Aluminum Alloy AA7075 has a high volume fraction of Al-Cu-Fe constituent particles (1.5%-2.5%). Under fatigue loading these particles will crack and nucleate fatigue cracks into the surrounding aluminum matrix. For a given region of interest many (tens to hundreds) of micro-cracks may propagate simultaneously. These micro-cracks will interact through shielding and or coalescence, which can result in discontinuous growth rates and contribute to variability in component lifetime predictions. Digital microstructure reconstructions of the alloy are utilized to simulate the process of micro-crack growth and coalescence.
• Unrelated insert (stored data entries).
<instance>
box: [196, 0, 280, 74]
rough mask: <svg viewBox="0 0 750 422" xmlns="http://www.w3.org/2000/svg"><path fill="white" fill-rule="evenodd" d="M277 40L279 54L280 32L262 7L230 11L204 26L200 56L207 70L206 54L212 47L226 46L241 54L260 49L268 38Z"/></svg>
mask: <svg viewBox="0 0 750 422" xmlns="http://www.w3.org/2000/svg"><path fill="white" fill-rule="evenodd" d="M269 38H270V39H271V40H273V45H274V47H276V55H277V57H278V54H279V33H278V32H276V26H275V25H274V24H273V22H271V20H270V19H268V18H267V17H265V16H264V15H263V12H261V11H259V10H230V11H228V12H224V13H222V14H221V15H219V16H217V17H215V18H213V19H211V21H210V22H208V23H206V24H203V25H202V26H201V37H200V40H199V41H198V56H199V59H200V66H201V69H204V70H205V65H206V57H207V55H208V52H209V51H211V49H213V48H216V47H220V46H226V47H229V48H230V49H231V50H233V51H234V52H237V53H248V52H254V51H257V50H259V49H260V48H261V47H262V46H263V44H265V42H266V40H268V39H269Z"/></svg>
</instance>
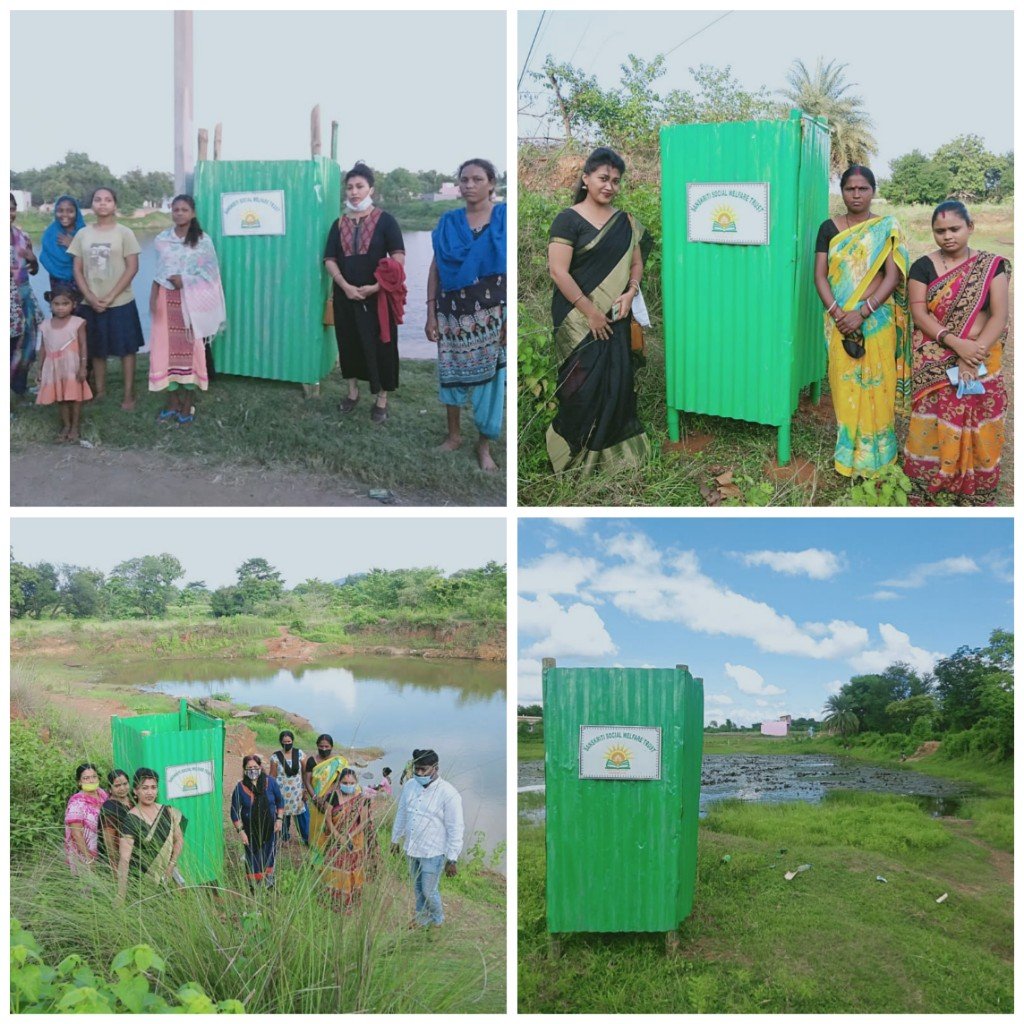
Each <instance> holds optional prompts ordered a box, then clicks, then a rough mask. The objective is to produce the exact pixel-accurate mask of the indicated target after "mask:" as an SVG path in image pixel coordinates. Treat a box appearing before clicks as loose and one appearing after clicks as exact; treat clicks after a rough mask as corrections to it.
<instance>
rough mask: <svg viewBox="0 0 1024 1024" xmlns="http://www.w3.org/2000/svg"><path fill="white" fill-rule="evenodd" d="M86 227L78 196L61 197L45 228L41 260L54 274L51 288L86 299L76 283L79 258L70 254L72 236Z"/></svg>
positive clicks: (84, 217) (43, 237)
mask: <svg viewBox="0 0 1024 1024" xmlns="http://www.w3.org/2000/svg"><path fill="white" fill-rule="evenodd" d="M83 227H85V217H83V216H82V208H81V207H80V206H79V205H78V200H77V199H75V197H74V196H60V197H58V198H57V201H56V203H54V204H53V222H52V223H51V224H50V225H49V226H48V227H47V228H46V230H45V231H43V238H42V242H41V244H40V247H39V260H40V262H41V263H42V264H43V266H44V267H46V272H47V273H48V274H49V275H50V291H57V290H58V289H60V290H62V291H65V292H67V293H68V294H69V295H73V296H74V297H75V301H76V302H81V301H82V296H81V293H80V292H79V290H78V285H77V284H76V283H75V258H74V257H73V256H71V255H69V253H68V247H69V246H70V245H71V243H72V239H74V238H75V236H76V234H77V233H78V232H79V231H80V230H81V229H82V228H83Z"/></svg>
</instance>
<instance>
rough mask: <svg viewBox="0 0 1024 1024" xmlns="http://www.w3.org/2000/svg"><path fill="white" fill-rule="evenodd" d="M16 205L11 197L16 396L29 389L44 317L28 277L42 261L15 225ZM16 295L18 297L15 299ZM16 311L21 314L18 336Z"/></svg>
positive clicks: (13, 367) (22, 234)
mask: <svg viewBox="0 0 1024 1024" xmlns="http://www.w3.org/2000/svg"><path fill="white" fill-rule="evenodd" d="M16 216H17V203H15V201H14V197H13V196H11V197H10V263H11V282H10V289H11V303H10V304H11V332H10V389H11V391H13V392H14V394H25V393H26V391H28V390H29V368H30V367H31V366H32V361H33V359H35V357H36V350H37V342H38V340H39V325H40V324H42V322H43V314H42V313H41V312H40V311H39V304H38V303H37V302H36V297H35V295H34V294H33V292H32V285H31V284H30V283H29V278H30V276H32V275H33V274H36V273H38V272H39V260H38V259H36V254H35V253H34V252H33V251H32V240H31V239H30V238H29V236H28V234H26V233H25V231H23V230H22V228H20V227H18V226H17V225H16V224H15V223H14V218H15V217H16ZM15 295H16V298H15ZM15 308H16V309H17V310H18V311H19V314H20V315H19V316H18V318H17V324H16V327H17V328H18V330H17V333H16V334H15V317H14V310H15Z"/></svg>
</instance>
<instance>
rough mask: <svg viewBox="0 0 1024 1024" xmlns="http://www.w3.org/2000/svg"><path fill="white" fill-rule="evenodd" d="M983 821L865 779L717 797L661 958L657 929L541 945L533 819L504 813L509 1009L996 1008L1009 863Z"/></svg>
mask: <svg viewBox="0 0 1024 1024" xmlns="http://www.w3.org/2000/svg"><path fill="white" fill-rule="evenodd" d="M529 796H530V797H531V798H532V803H534V805H536V804H537V799H538V798H537V795H529ZM525 802H526V801H525V799H524V798H520V808H522V807H523V804H524V803H525ZM1011 805H1012V800H1010V801H1007V802H1005V803H1004V805H1002V808H1001V812H1002V819H1004V822H1006V821H1008V820H1012V818H1008V817H1006V815H1012V806H1011ZM987 811H988V813H991V814H996V816H998V813H997V811H998V809H997V808H996V807H995V806H994V804H993V802H991V801H990V802H988V805H987ZM985 823H986V822H985V821H984V820H983V819H975V820H963V819H942V820H938V819H934V818H931V817H929V816H928V815H927V814H925V813H924V812H923V811H921V810H920V809H919V808H918V807H916V805H915V804H913V802H912V801H910V800H908V799H905V798H899V797H891V796H883V795H877V794H863V793H840V794H833V795H829V796H828V797H827V798H826V799H825V800H824V801H822V803H820V804H817V805H811V804H800V803H793V804H776V805H759V804H751V803H741V802H726V803H721V804H716V805H714V807H713V808H712V810H711V812H710V813H709V816H708V818H707V819H705V820H703V821H701V822H700V826H699V840H698V849H699V856H698V866H697V880H696V901H695V906H694V911H693V913H692V914H691V916H690V918H689V919H688V920H687V921H686V922H685V923H684V924H683V925H682V926H681V929H680V939H681V945H680V950H679V952H678V954H677V955H674V956H671V957H668V956H666V954H665V945H664V939H663V937H662V936H660V935H643V934H638V935H575V936H572V937H570V938H568V939H567V940H566V941H565V943H564V947H563V948H564V952H563V955H562V956H561V957H560V958H557V959H553V958H552V957H551V955H550V953H549V945H548V936H547V931H546V926H545V906H544V885H545V882H544V880H545V847H544V826H543V825H538V824H528V823H524V822H523V821H522V819H520V824H519V833H518V835H519V888H518V891H519V1010H520V1012H523V1013H530V1012H540V1013H625V1012H629V1013H888V1014H892V1013H1010V1012H1012V1010H1013V866H1012V864H1013V862H1012V858H1011V857H1010V856H1009V855H1008V854H1007V853H1006V852H1005V851H1004V847H1002V845H1001V844H1000V843H999V842H998V841H993V839H992V836H991V834H990V833H985V831H983V828H982V826H983V824H985ZM1011 833H1012V826H1011ZM727 856H728V860H725V859H724V858H725V857H727ZM804 863H807V864H810V865H811V869H810V870H807V871H805V872H803V873H801V874H798V876H797V877H796V879H795V880H794V881H792V882H786V881H785V880H784V878H783V874H784V872H785V871H786V870H788V869H792V868H795V867H796V866H797V865H798V864H804ZM880 877H881V878H882V879H885V882H880V881H878V879H879V878H880ZM943 893H946V894H947V898H946V899H945V900H944V901H943V902H942V903H937V902H936V900H937V899H938V898H939V897H940V896H942V894H943ZM587 898H588V896H587V894H581V899H587Z"/></svg>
The synthetic digital microstructures are matched to experimental measurements of distributions of grain size, shape and particle characteristics (especially spatial correlation).  In the digital microstructure a 3D volume of grains (with assigned crystallographic orientations) and constituent particles are generated and then subsequently sliced. The resulting 2D field of particles embedded in a polycrystalline matrix is allowed to nucleate fatigue cracks. Linkup events and crack size statistics are tracked as a function of cyclic loading.

Summary: Simulation of short fatigue crack growth is discussed. Materials microstructure is included explicitly in the model to explore the influence of particle and grain characteristics.